Sandy s’est aussitôt écriée : elle est élève, elle ne veut pas d’un enfant et sa maman la tuera si elle l’apprend. La Sage-femme a alors saisi l’occasion pour lui demander pourquoi n’avoir pas adopté de méthode contraceptive. « Elle a prétendu que les gens racontent des choses sur les différentes méthodes de contraception, sans être en mesure de dire exactement ce qui est reproché à ces méthodes », explique l’agent de santé.

En fin de compte, la matrone révèle à l’adolescente que son test de grossesse est plutôt négatif. « Je lui ai proposé de faire le choix d’une méthode pour qu’on lui administre. Elle a demandé à réfléchir, elle est sortie et je ne l’ai plus revue », regrette la sage-femme.

17 cas d’avortements dans le mois

Lorsqu’elles se retrouvent dans ces situations fâcheuses, les jeunes filles pensent systématiquement à l’avortement. Selon Mme Yelbi, le CSPS de Nioko 1 enregistre en moyenne sept cas de demande d’avortement par mois. Mais très souvent, ces situations ne correspondent pas aux cas prévus par la loi. Le service de santé se déclare donc incompétent à pratiquer ces avortements. Toutefois, il leur arrive aussi de recevoir des patients pour des soins après avortement. Ils sont obligés dans ces cas, d’offrir les soins d’urgence.
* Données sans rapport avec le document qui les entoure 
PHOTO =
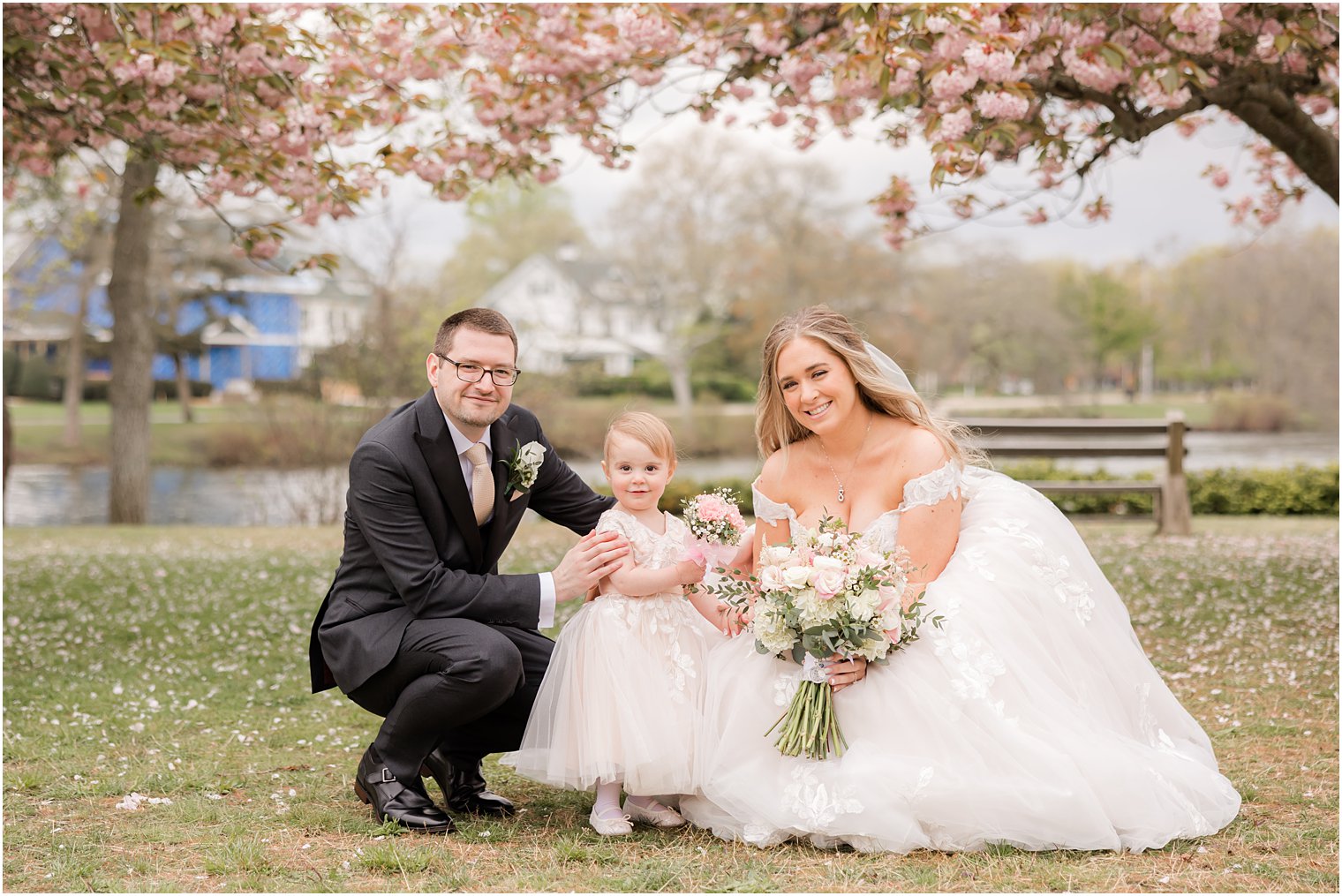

« Le mois de septembre dernier nous avons enregistré 17 cas d’avortements spontanés. La plupart sont des jeunes élèves en détresse. Beaucoup ne veulent pas adopter les méthodes de contraception sur la base de fausses rumeurs à propos de prétendus inconvénients de ces méthodes », se désole la sage-femme.

Valentine Yelbi accuse principalement l’irresponsabilité des parents, coupable de ne pas s’investir dans l’éducation sexuelle de leurs enfants. Elle en veut pour preuve la situation d’une fillette de 7 ans qu’elle a reçu dans son service.

L’agent de santé est amer lorsqu’elle évoque ce cas. « Les parents pensaient qu’elle avait été violée par des garçons du voisinage. Mais en l’examinant, je me suis rendue compte que cette fillette de 7 ans était déjà sexuellement active. L’interrogatoire a révélé que c’est la petite même qui était à l’origine de l’acte. Nous avons référé les parents vers nos partenaires qui offrent des services psychosociaux. Ils ne s’y sont jamais rendus », confie-t-elle.

Mme Yelbi est convaincue que si chaque parent fait un effort pour assumer sa responsabilité dans l’éducation sexuelle de son enfant, il y aurait moins de situations déplorables et de vies gâchées.